What made Aron’s experiment successful to the extent of generating closeness, intimacy, and eventually love? It all boils down to self-esteem and commitment. Two things happen as a result of two individuals sharing intimate information:

Commitment

First, a person makes themselves vulnerable by sharing sensitive information that may probably be used against them, the information they don’t usually share with strangers. The transmitter demonstrates openness to the receiver as collateral with a prospect of giving the idea of a relationship a greater grounding. This openness makes both sides equally committed to making the relationship work. Because most relationships fail because of a lack of commitment, this sort of commitment is necessary for the prosperity of new relationships. Without commitment, a relationship is as good as dead. An example is couples who are forced into an arranged marriage. These sorts of unions are in no way less stable than marriages of people who love each other. The reason being, couples in arranged marriages are committed to find and grow in love with each other.

Self-esteem

The second force that helps in inducing love, according to Aron’s experiment, is self-esteem. A large part of falling in love with someone includes falling in love with ourselves. Our self-esteem, confidence, and social skills, which are necessary for maintaining a romantic relationship, are affected when we fall in love. These skills need to be regularly reaffirmed. The success of a date empowers us while failure frustrates us. From these experiences, you derive motivation and drive to hone our romantic skills because we naturally have the urge to breed. Sharing intimate facts will improve the receiver’s self-esteem. The receiver feels more confident in their relationship, forming skills when the transmitter shares their intimate secrets.

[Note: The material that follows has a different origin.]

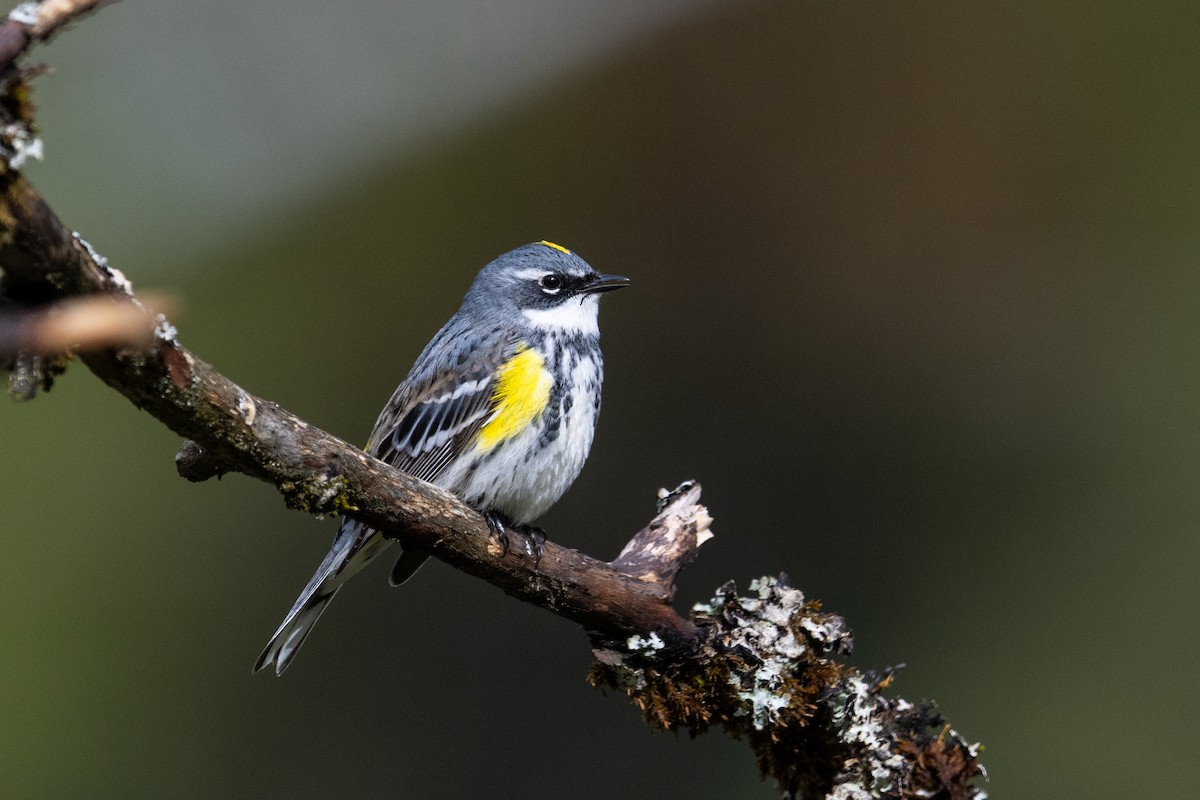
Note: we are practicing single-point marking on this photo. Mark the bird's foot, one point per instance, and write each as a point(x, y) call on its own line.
point(499, 528)
point(499, 525)
point(537, 537)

The feeling of self-worth makes one feel good and attracts them to people who offer them that feeling. Aron gave instructions to the people undertaking the experiment to reveal personal information about themselves. Hence, their doing so should impinge nothing on the receiver’s skills. What happens in most experiments like this one is the participants have a perception that the interaction is authentic. They, therefore, take credit for the openness of their partner.

What Can We Take From Aron’s Experiment

In the experiment, Aron ensured that both partners assumed the roles of the transmitter and the receivers of intimate information. This meant that the forces of commitment and self-esteem operated in each of them, and the result was intimacy.

 This experiment furnishes us with lessons that help us in approaching intimate relationships, both for new relationships and the ones that have survived the test of time. Being open may be hard. One may reveal your weaknesses and eventually make them vulnerable, but in the end, it fortifies relationships. Openness, when revealing intimate information, makes partners feel better about each other.